“There’s definitely going to be changes in the health care delivery system. We can’t just continue to squeeze providers to say this is how we are going to save money. It’s forcing health care providers … into some very different actions that in most people’s opinion is unhealthy … At some point or another we have to be responsible or have a part of the responsibility of what is going on. Way too often, people pull out their insurance card.”
These words were spoken by U.S. Rep. Bill Huizenga, a Republican from Zeeland, Michigan. He went to give an example of what he appears to believe is “taking responsibility” for his family’s health care costs:
“I don’t know the difference or cost between an X-Ray or an MRI or CT Scan. I might make a little different decision if I did know (what) some of those costs were and those costs came back to me.”
The father of five offered a personal example of how this shift might play out. He says his youngest son fell and injured his arm. Not sure if it was sprained or broken, he and his wife decided to wait until the next morning to take the 10-year-old to the doctor’s office, instead of going to the emergency room that night. The arm was broken.
“We took every precaution but decided to go in the next morning (because of) the cost difference,” Huizenga said. “If he had been more seriously injured, we would have taken him in. … When it (comes to) those type of things, do you keep your child home from school and take him the next morning to the doctor because of a cold or a flu, versus take him into the emergency room? If you don’t have a cost difference, you’ll make different decisions.“
If, like me, your first reaction to this is, “WHAT???!“, you’re not alone. Huizenga is being eviscerated in the comments section of the linked MLive article for endangering his son’s life, not to mention forcing the young boy to suffer in agony overnight so his dad didn’t have to avail himself of the taxpayer-funded health insurance his family enjoys as a U.S. Congressman. People point out that the child could have developed a life threatening blood clot or worse. Some are calling it child abuse.

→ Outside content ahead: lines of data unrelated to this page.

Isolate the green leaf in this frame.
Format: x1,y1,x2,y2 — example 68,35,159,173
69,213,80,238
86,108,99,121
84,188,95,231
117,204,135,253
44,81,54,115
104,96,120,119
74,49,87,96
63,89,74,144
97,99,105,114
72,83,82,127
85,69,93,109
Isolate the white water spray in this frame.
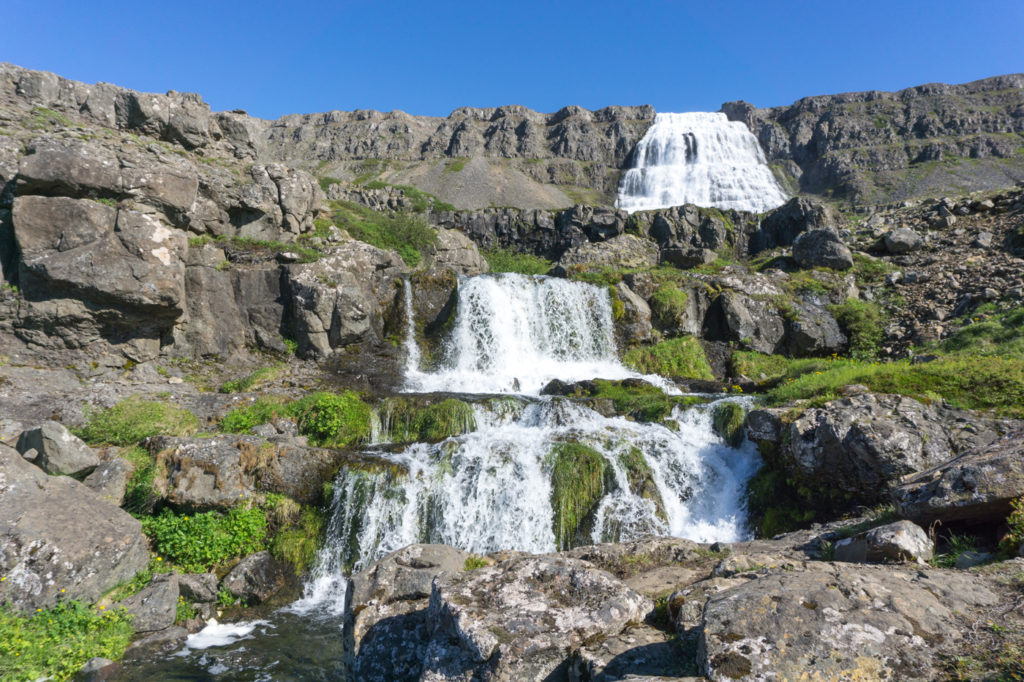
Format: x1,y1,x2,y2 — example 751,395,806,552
615,112,786,213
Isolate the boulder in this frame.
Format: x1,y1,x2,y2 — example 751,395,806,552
17,421,99,479
220,552,286,606
697,562,999,681
780,393,954,505
885,227,925,255
793,229,853,270
0,445,150,610
892,430,1024,525
423,556,652,680
82,457,134,507
178,573,217,603
114,573,178,633
350,545,469,681
835,521,935,563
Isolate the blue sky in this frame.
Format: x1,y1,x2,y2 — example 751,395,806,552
0,0,1024,118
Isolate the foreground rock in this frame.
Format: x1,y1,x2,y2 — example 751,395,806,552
698,563,998,680
17,421,99,478
892,430,1024,524
423,556,652,680
0,445,150,609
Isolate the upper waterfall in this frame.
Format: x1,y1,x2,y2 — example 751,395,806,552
406,273,637,394
615,112,786,213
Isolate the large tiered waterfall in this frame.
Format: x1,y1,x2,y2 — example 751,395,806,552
131,274,760,680
615,112,786,213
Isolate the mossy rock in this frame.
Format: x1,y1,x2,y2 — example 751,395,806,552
547,442,607,550
712,402,746,447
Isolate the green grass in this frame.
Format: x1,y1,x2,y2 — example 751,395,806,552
331,197,437,267
220,363,285,393
142,507,267,572
623,336,715,380
73,398,199,446
766,355,1024,417
546,442,606,550
0,601,134,681
480,248,551,274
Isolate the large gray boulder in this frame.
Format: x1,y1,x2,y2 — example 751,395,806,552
697,562,999,681
17,421,99,479
793,229,853,270
422,556,652,681
892,430,1024,524
0,444,150,610
350,545,469,682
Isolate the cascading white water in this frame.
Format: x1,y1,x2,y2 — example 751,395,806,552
615,112,786,213
328,398,760,570
406,273,638,395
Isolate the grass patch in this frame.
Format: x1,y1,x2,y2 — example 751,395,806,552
0,601,134,680
547,442,606,550
74,398,199,446
142,507,267,572
220,363,285,393
623,336,715,380
331,197,437,267
480,248,551,274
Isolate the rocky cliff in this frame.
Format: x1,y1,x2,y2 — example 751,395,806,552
722,74,1024,204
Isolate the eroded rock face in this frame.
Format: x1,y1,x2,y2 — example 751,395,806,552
697,563,998,680
892,430,1024,524
423,557,652,680
0,444,150,610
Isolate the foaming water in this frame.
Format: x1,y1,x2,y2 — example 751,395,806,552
319,398,760,570
404,273,638,395
615,112,786,213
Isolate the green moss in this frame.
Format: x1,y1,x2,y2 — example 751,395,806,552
331,197,437,267
378,397,476,442
623,336,715,379
73,398,199,445
220,363,285,393
0,601,134,680
650,285,689,329
480,248,551,274
548,442,607,550
712,402,746,447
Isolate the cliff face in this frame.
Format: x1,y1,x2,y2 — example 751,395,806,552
722,74,1024,204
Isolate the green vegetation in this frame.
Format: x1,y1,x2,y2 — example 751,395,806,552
480,248,551,274
463,554,487,570
0,601,134,682
569,379,706,422
828,298,885,360
378,397,476,442
331,197,437,267
712,402,746,447
220,391,371,447
650,285,689,329
546,442,606,550
142,507,267,572
623,336,715,380
75,398,199,445
220,363,285,393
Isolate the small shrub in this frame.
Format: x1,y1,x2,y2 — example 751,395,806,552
480,248,551,274
75,398,199,445
623,336,715,379
0,601,134,680
142,507,266,572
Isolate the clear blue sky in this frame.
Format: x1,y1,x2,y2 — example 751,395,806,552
0,0,1024,118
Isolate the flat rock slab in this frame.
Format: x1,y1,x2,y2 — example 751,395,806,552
0,445,150,609
697,563,998,680
422,556,653,680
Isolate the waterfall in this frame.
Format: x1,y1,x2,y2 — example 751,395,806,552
615,112,786,213
406,273,638,395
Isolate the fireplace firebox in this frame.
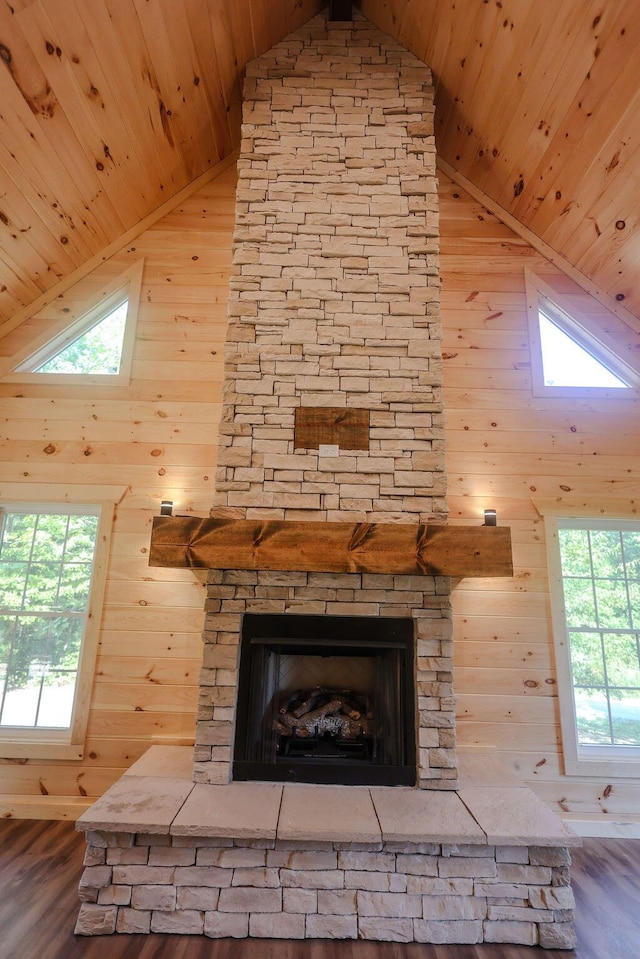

And, by the way, just so we’re all clear on this, having broken arm is not even close to being in the same ballpark as having “a cold or a flu.”
The problem with our health care system is NOT that people go to the doctor too quickly or that they use their health insurance when they or one of their family members are injured or sick. It’s that insurance companies are for-profit entities with little to no incentive to hold down the cost of health care. America has some of the highest health care costs in the industrial world but we are far from #1 when it comes to health care outcomes. What we DO have is a health insurance industry that makes a whole lot of profit for its shareholders.
While the Affordable Care Act keeps insurance companies in the driver’s seat, there are at least controls in place to prevent runaway premium inflation and there’s also the simple fact that millions of Americans who didn’t have the “luxury” of health insurance that Rep. Huizenga enjoys are now covered. In fact, if it is repealed, the number of kids without coverage will increase by about 4 million.
None of this is stopping Rep. Huizenga from his crusade to repeal the ACA. But it’s disgusting and immoral that he’s using his own callous and cruel response to his son’s broken arm as an example of how people thrown off their health insurance by Republicans killing off Obamacare should respond to their own health crises. And those of their children.